MANHATTAN (CN) – Martin Luther King’s tradition of nonviolent civil disobedience apparently laid the groundwork for a felony gun conviction appeal, one 2nd Circuit judge suggested at a hearing Wednesday.
Like the Freedom Riders before him, New York resident Angel Decastro crossed state lines to violate the law. According to his indictment, Decastro bought a Taurus model PT92 pistol in Florida and took it back to New York in violation of Title 18 of United States Code, Section 922(a)(3). That statute prohibits “any person, other than a licensed importer, licensed manufacturer, licensed dealer, or licensed collector to transport into or receive in the state where he resides … any firearm purchased or otherwise obtained by such person outside that state.”

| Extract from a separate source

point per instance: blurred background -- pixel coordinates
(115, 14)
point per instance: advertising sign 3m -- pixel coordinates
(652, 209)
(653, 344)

After a daylong bench trial on May 10, 2010, U.S. District Judge Robert Patterson found Decastro guilty as charged. He imposed a sentence of two years probation and a $100 special assessment about four months later.

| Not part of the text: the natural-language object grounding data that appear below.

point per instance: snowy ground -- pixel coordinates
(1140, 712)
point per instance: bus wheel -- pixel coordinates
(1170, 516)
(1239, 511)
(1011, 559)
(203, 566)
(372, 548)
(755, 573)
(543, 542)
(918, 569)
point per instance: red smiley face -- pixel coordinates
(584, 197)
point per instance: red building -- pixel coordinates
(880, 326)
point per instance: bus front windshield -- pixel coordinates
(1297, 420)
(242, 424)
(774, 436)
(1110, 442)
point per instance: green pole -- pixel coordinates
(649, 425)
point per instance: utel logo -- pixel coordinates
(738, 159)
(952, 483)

Decastro quickly appealed his conviction to the 2nd Circuit, finally getting his day in court Wednesday.
None of the judges who heard the appeal appeared convinced that Decastro’s constitutional rights were violated, although U.S. Circuit Judge Gerard Lynch entertained the possibility that civil disobedience had inspired Decastro.
“Isn’t that what Martin Luther King did?” Lynch asked. “You do it, and get prosecuted to appeal.”
Assistant U.S. Attorney Brian Jacobs, seemingly startled by the comparison, replied that King’s example was “totally different from a case involving guns, which are dangerous.” The prosecutor added that constitutional issues “should not be considered.”
The judges considered the issue anyway, though they were skeptical that the statute burdened gun owners enough to present a Second Amendment challenge.
“When does such a regulation become a substantial burden?” Lynch asked.
Defense attorney Colleen Cassidy replied that the law is burdensome on its face.
“You can’t even go to New Jersey [to buy a gun],” she said.
But the panel noted that Decastro had bought his weapon much farther away than the Garden State.
Cassidy replied that the distinction was irrelevant to the matter of law at hand.
Whether the judges agree remains to be seen.